I was recently having a discussion with someone about whether lemon water actual
ID: 36492 • Letter: I
Question
I was recently having a discussion with someone about whether lemon water actually increases the pH of your body (by which I assume they mean the blood); their claim was that once Citric acid was metabolised it results in an increase in pH due to the "anionic properties of citric acid".
Now to me this sounds like something which cannot possibly be true and appears to be a crazy health fad (they seem to spuriously appear and gain popularity now and again), and I cannot find any scientific papers or articles to support or refute their claim.
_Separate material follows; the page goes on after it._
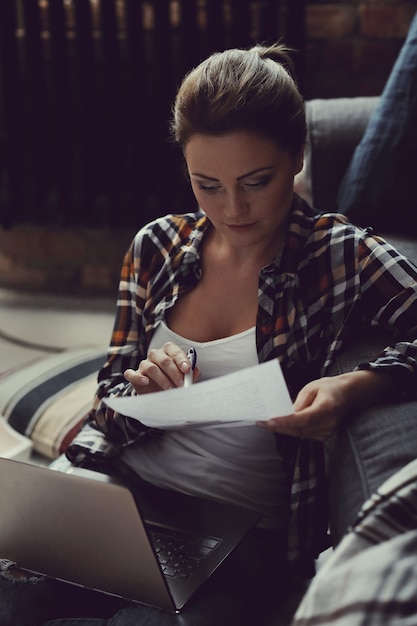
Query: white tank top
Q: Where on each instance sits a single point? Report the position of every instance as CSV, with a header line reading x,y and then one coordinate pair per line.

Can anyone provide a reliable scientific reference or provide a reasonable scientific explanation (preferably accessible to a layman with only A-level (college level) understanding of chemistry and biochemistry) which either supports or refute the claim that drinking lemon water (citric acid) increases the pH of the blood?
Explanation / Answer
The blood pH is tightly controlled, since variations of it are quite dangerous for us. Under normal circumstances the pH is 7.4 (with a normal range between 7.35 and 7.45). Below that we are talking about acidosis, above it about alkalosis. If the blood pH goes about 7.8 or below 6.8, death will occur. This pH is maintained by the Bicarbonate-buffering system, for details see here and here. Food that we take up does not directly influence the blood pH (and there is also no reason for us to do so, since this is tightly controlled and regulated), so this is a health fad.